Upstairs, Nella sits shivering in her undergarments as Cornelia sponges off the specks of Jack. Putting Nella in a robe, the maid asks to be excused. ‘I’m worried about Otto, Madame. He has no one else to talk to.’
‘Then you must go.’
She is relieved to be alone. Her body aches from the tension of the morning, the imprint of Jack’s grip on her arms. She scoops up her own doll from the cabinet, lying inert in the miniature kitchen, and presses her little figure, as if to do so will push the pain away. Her own ribs ache as she squeezes her miniature tight, and for a brief moment she believes there is no difference between the miniaturist’s minor version of herself and her own human limbs. For what am I, she wonders, but a product of my own imagination? Yet the little bean-face looks up at her, giving nothing away, whilst Nella remains in tumult and grief remains.

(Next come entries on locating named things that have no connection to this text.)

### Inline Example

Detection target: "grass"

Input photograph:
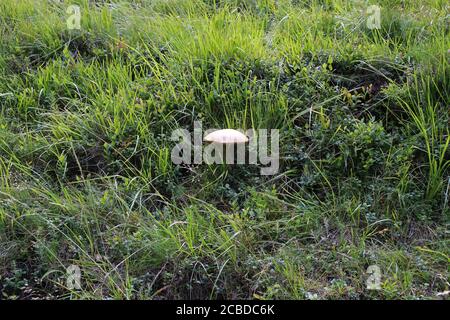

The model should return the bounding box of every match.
[0,0,450,299]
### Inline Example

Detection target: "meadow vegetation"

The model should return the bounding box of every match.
[0,0,450,299]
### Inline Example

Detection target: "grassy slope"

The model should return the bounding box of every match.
[0,0,450,299]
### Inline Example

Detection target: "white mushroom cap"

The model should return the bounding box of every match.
[204,129,248,143]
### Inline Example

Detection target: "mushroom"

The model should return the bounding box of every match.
[204,129,248,164]
[204,129,248,144]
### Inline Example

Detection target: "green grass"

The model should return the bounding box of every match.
[0,0,450,299]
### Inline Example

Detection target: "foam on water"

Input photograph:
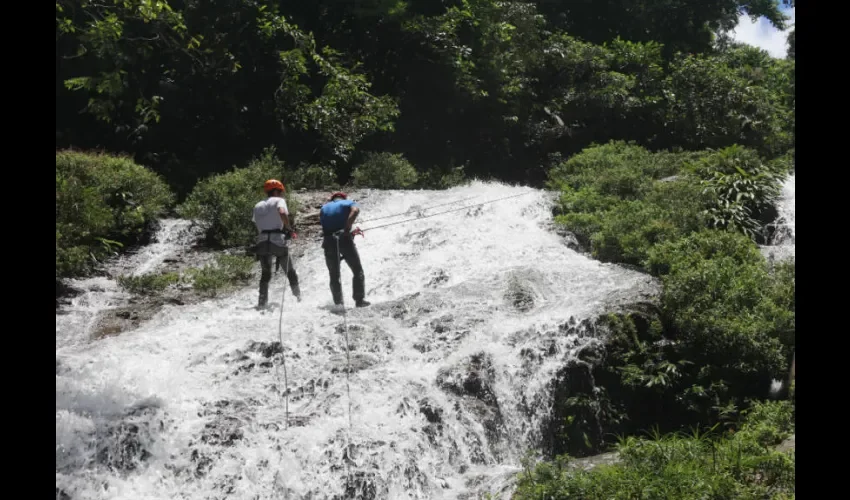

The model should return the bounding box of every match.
[56,182,651,499]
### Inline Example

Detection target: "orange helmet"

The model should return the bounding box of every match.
[263,179,286,193]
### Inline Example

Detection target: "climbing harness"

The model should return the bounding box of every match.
[351,191,534,234]
[360,194,481,224]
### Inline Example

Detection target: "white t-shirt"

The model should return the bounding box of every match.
[251,196,289,247]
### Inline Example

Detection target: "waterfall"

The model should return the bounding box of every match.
[56,182,660,499]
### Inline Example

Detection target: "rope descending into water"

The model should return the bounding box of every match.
[274,251,289,429]
[334,236,351,429]
[360,191,535,232]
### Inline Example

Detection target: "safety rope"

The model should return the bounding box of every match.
[360,191,536,232]
[278,254,289,429]
[360,194,482,224]
[334,235,351,430]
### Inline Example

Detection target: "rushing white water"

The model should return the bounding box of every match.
[56,219,201,348]
[56,182,655,499]
[762,174,796,260]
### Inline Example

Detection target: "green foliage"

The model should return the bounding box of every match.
[118,273,180,295]
[283,163,339,189]
[187,254,254,297]
[118,254,254,297]
[178,147,298,247]
[56,151,173,277]
[693,146,787,238]
[649,229,795,416]
[352,152,419,189]
[550,141,704,265]
[513,401,796,500]
[416,165,468,189]
[56,0,795,195]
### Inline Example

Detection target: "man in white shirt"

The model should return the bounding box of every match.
[251,179,301,308]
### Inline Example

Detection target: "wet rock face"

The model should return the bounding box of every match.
[437,352,504,459]
[189,399,260,478]
[96,402,165,472]
[437,352,498,405]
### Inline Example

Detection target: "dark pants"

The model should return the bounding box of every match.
[256,241,301,306]
[322,234,366,305]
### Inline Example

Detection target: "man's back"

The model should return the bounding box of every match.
[319,200,355,232]
[253,196,287,231]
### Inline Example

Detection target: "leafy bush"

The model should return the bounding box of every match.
[416,165,468,189]
[187,255,254,296]
[649,229,795,414]
[692,146,789,238]
[56,151,174,278]
[352,152,419,189]
[549,141,699,200]
[118,273,180,295]
[513,401,796,500]
[179,148,298,247]
[590,179,704,266]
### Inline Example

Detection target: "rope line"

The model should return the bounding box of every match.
[360,194,482,224]
[334,236,351,429]
[274,254,289,429]
[361,191,535,233]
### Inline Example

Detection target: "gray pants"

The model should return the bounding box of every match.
[256,241,301,307]
[322,233,366,305]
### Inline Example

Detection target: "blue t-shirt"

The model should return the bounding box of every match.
[319,200,357,232]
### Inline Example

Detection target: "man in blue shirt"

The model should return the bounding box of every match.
[319,192,370,307]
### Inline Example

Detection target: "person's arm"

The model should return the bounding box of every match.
[345,205,360,233]
[277,198,292,231]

On Nella’s bed is the parcel from the miniaturist, brought to her just hours ago by Jack. She almost left it under the chair in the hallway, unsure if she wanted to open it, and now, observing it again, a wet sort of dread spreads through her. But who else is there to open these parcels? She couldn’t bear for it to be anyone but her.

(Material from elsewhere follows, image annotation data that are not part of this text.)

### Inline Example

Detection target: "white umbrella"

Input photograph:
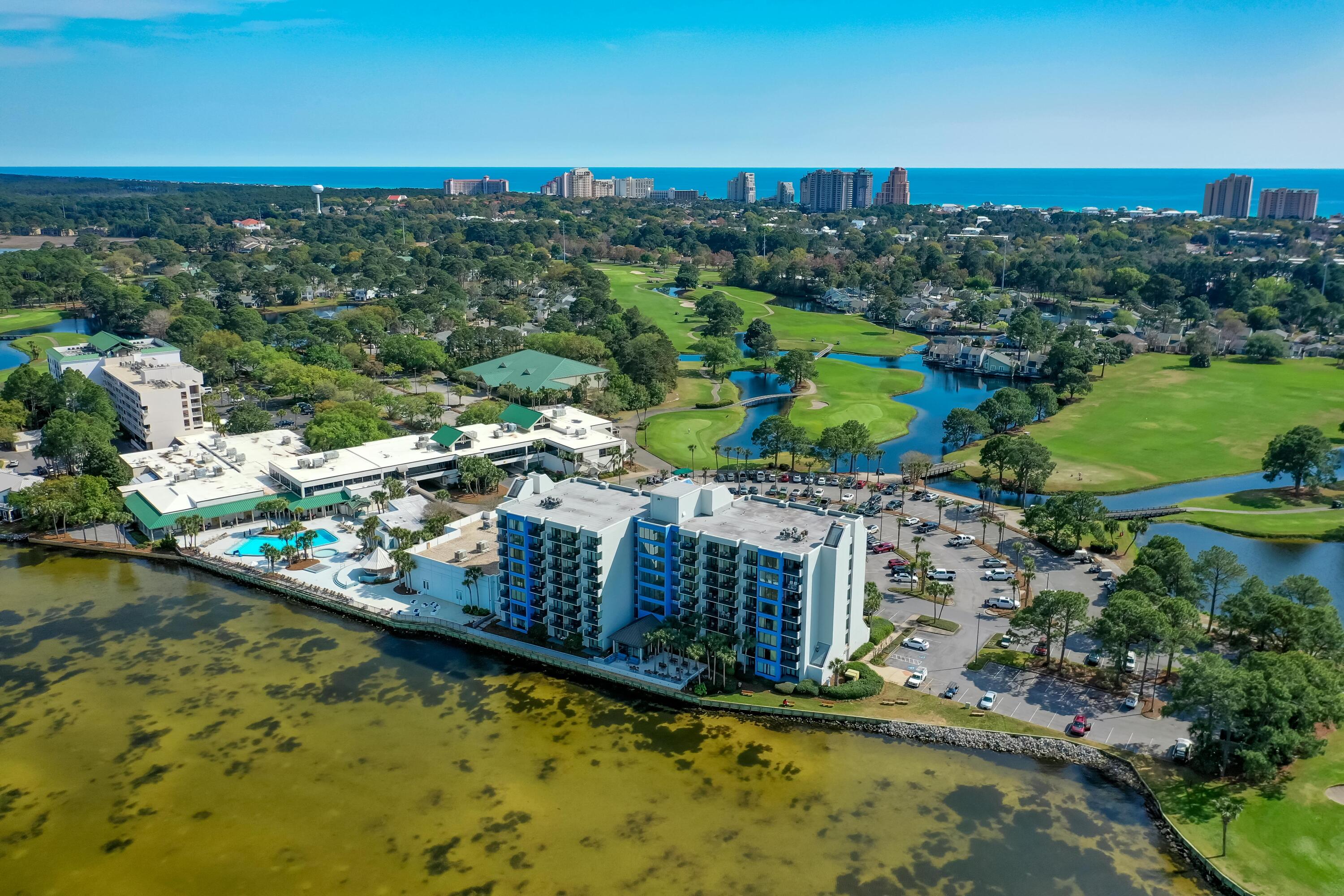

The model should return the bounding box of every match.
[363,547,396,572]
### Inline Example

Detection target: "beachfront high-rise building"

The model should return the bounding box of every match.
[496,475,868,681]
[542,168,593,199]
[798,168,872,212]
[1255,187,1317,220]
[851,168,872,208]
[874,168,910,206]
[1203,173,1251,218]
[444,175,508,196]
[47,332,210,448]
[728,171,755,203]
[613,177,653,199]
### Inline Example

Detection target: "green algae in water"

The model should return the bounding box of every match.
[0,549,1207,896]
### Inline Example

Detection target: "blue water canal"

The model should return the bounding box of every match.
[681,341,1344,602]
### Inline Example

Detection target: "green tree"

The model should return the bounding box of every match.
[1261,425,1335,491]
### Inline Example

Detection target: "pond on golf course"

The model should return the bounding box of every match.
[0,545,1210,896]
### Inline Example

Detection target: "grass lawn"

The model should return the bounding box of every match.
[0,308,65,333]
[948,355,1344,491]
[640,407,747,470]
[1141,733,1344,896]
[789,358,923,443]
[597,265,923,355]
[1171,510,1344,541]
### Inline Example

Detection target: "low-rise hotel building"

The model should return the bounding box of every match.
[121,406,625,537]
[47,332,210,448]
[495,474,868,681]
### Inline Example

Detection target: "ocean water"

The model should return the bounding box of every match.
[0,164,1344,215]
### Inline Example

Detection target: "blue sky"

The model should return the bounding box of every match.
[0,0,1344,168]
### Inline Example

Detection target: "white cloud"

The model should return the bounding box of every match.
[0,0,282,22]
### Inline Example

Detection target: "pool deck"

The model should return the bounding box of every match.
[199,516,478,625]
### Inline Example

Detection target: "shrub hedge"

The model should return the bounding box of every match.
[821,662,884,700]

If the miniaturist is a strange teacher who will not stop, Nella feels a most reluctant pupil. She has failed to catch the meaning of these lessons. She yearns for just one piece that will explain what the miniaturist wants from her. Pulling open the package, she sees there is only one item.
A tiny verkeerspel board nestles in her palm. The board’s triangles aren’t simply painted, but have been inlaid with wood – and there are counters too, in a minuscule pouch. Their scent reveals that they are coriander seeds sliced in half, painted black and red.
Nella drops the board and fumbles through the pockets of her skirt. The long letter she wrote this very morning, addressed to the miniaturist and requesting a verkeerspel board, is no longer there. But I had it, she thinks. I had it today. I followed Otto to the church, I felt it in my pocket, I spoke to Agnes and I ran home to find Jack pacing in the hall. After that, all thought of it had been forgotten.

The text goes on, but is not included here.